Planets: The masses must be large enough to overcome the gravitational pull of a solid to achieve a hydrostatic equilibrium shape (nearly sphere-like).
Asteroid: A celestial body that is much smaller in size and mass than a planet.
2. The causes are different.
Planets: On the edge of a star, it may absorb a lot of cosmic dust, take the sun as an example: the sun absorbed a lot of dust about 4 billion years ago, and the dust collided with each other and stuck together.
For a long time, a large number of planetary embryos called stars appeared, and at that time there were at least billions of stars moving around the sun. The law of action between stars is that if there is a huge difference in the size of two stars, and the speed of each other is not large, after colliding, the small star will be attracted by the big star and eaten.
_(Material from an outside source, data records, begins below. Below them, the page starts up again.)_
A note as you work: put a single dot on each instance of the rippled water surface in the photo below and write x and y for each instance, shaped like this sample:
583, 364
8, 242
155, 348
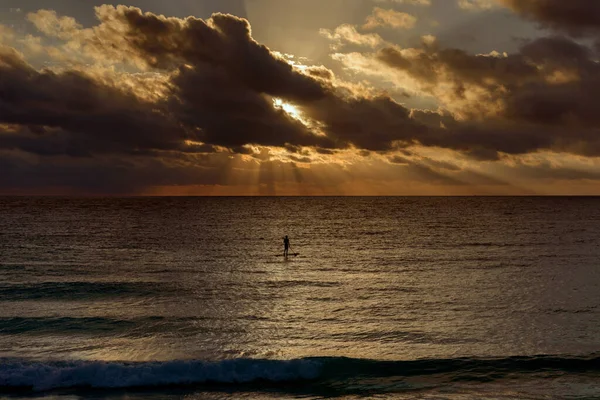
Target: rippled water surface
454, 298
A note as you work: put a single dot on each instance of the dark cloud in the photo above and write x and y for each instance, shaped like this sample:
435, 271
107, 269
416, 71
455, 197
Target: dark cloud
79, 113
542, 98
575, 17
222, 93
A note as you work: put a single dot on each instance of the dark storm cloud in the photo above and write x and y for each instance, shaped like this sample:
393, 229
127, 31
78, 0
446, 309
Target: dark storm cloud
75, 111
576, 17
543, 97
226, 82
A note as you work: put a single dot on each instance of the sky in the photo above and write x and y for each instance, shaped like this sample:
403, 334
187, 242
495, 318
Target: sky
299, 97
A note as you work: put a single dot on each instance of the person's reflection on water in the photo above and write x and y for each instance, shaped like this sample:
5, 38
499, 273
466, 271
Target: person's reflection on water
286, 246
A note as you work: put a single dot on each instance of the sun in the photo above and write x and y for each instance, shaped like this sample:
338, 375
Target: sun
290, 109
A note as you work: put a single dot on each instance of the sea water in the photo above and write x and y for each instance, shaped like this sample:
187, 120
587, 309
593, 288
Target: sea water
172, 298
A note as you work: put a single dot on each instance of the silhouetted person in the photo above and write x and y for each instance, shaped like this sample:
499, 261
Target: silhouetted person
286, 246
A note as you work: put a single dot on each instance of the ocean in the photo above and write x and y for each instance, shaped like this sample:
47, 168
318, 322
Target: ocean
383, 298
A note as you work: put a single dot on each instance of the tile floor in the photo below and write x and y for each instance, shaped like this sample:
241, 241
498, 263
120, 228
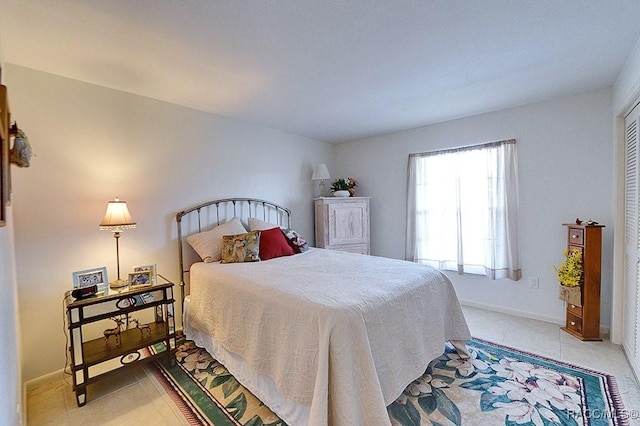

Asteroids: Asteroids are remnants of matter after the formation of the solar system. There is a speculation that they may be the remains of a mysterious planet that was destroyed by a massive cosmic collision in ancient times.
3. The history is different.
Planets: Five classic planets that have been visible to the naked eye since time immemorial, and they have had important influences on theology, religious cosmology, and ancient astronomy. In ancient times, astronomers recorded how some specific points of light were moving across the sky relative to other stars.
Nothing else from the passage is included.